Ketua Bawaslu RI Rahmat Bagja mengajak anak muda untuk melakukan pengawasan terhadap pelaksanaan pemilu mendatang. Dia juga membahas tekait kekuasaan yang jangan sampai hanya dikuasai segelintir orang.
Awalnya, Bagja membahas soal politik uang. Dia mengingatkan jangan sampai anak muda rela memilih calon yang hanya punya uang.
"Bagaimana pengawasan dilakukan oleh teman-teman milenial, zillenial, Anda rela yang Anda pilih adalah orang-orang yang punya uang saja? nggak dong?," kata Bagja dalam diskusi Jaringan Pendidikan untuk Rakyat (JPRR) bertajuk 'Zillenial Dukung Pemilu Damai', secara virtual, Jumat (17/2/2023).
SCROLL TO CONTINUE WITH CONTENT
Bagja lalu menyebut kekuasan perlu dipergilirkan untuk membawa Indonesia semakin maju. Ia tak ingin pemerintahan di Indonesia hanya dikuasai oleh segelintir orang.
"Teman-teman yang namanya kekuasaan itu harus dipergulirkan, itu melanggar sunah kata Muhammadiyah dan NU kan kalau kekuasaan itu tidak dipergulirkan.
Kalau tidak ada pergantian kekuasaan, itu ibarat tidak adanya malam dan siang," tutur Bagja.
Ia berharap tokoh pemimpin ke depannya bisa mengubah Indonesia menjadi lebih baik. Ia mengajak setiap pihak untuk bergerak menentukan pilihan.
"Lihat dong, jangan sampai hanya dikuasai segelintir orang, Indonesia harus berubah. Masa teman-teman Muhammadiyah selalu menjadi underdog dalam ekonomi, teman-teman NU selalu di bawah? Bukan dong.

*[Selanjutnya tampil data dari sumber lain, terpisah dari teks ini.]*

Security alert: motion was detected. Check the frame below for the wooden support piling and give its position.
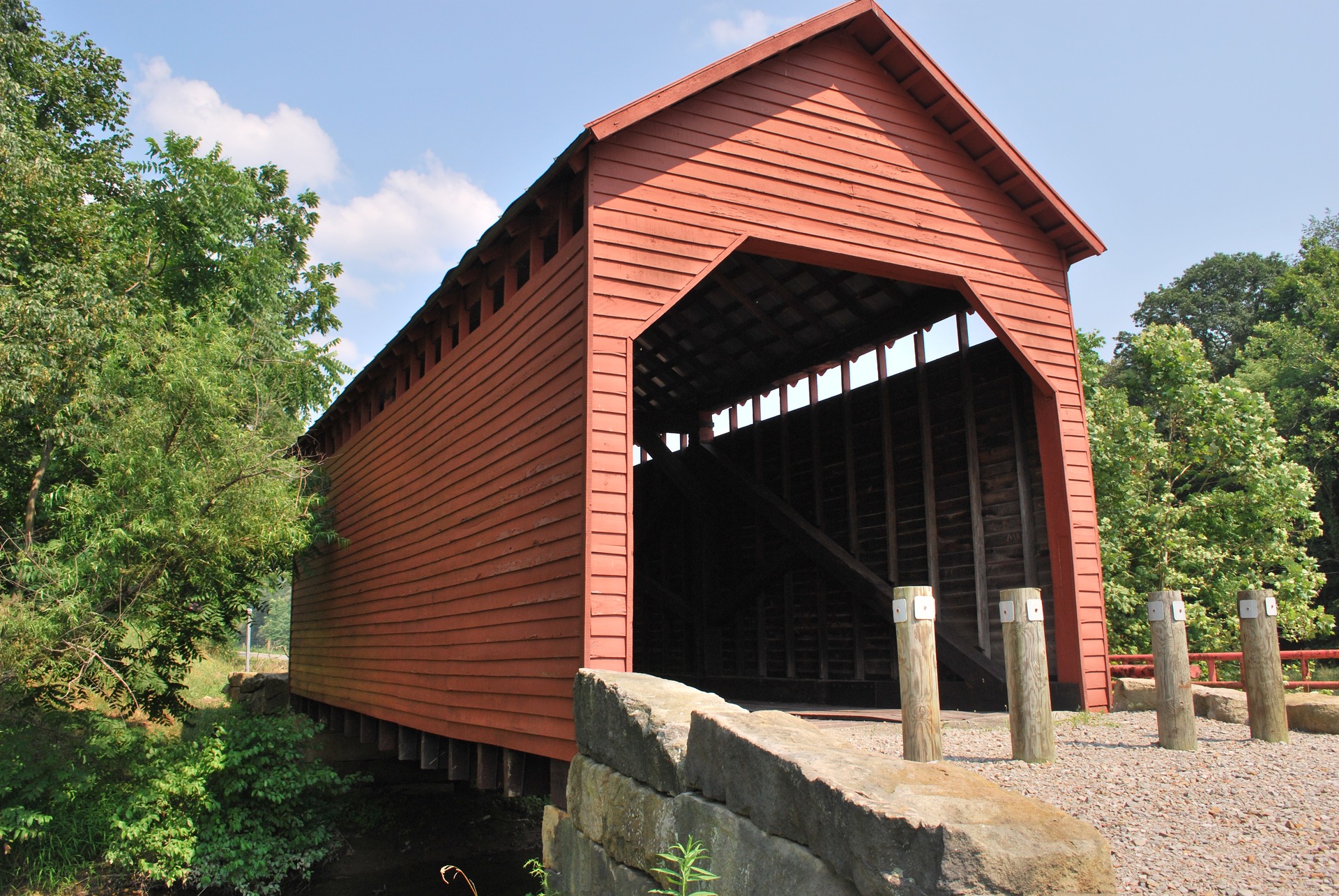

Sudah saatnya kita bergerak, toh sekarang ada orang Banser jadi Ketua PSSI," kelakar Bagja.
Dalam kesemlatan itu, Bagja juga menolak adanya politisasi suku agama ras antargolongan (SARA). Ia tak setuju tempat ibadah digunakan untuk mengkampanyekan seseorang menjelang 2024.
"Sudah saatnya teman-teman bekerja, melakukan pemantauan dengan baik. Sudah saatnya politisasi SARA ditiadakan, saya nggak setuju kenapa tempat ibadah jadi tempat kampanye dan sosialisasi," kata Bagja.
Bagja menyebut setiap orang berhak menggunakan tempat ibadah untuk berdoa. Adanya politik yang masuk rumah ibadah dikhawatirkan bakal mengkotak-kotakan jemaah hanya karena tak satu prinsip.
"Semua orang berhak akses terhadap tempat ibadah. Jangan sampai tempat ibadah nanti jadi persaingan antar parpol. Masjid A punya Golkar, masjid B punya PDIP, masjid ini, pusing kita," tutur Bagja.
Ia khawatir masyarakat jadi tak beribadah di satu tempat lantaran ada pandangan yang berbeda. Oleh karena itu, Bagja tegas menolak politisasi SARA.
"Apa yang prinsipil tolak politisasi SARA, tolak politik uang," ungkap dia.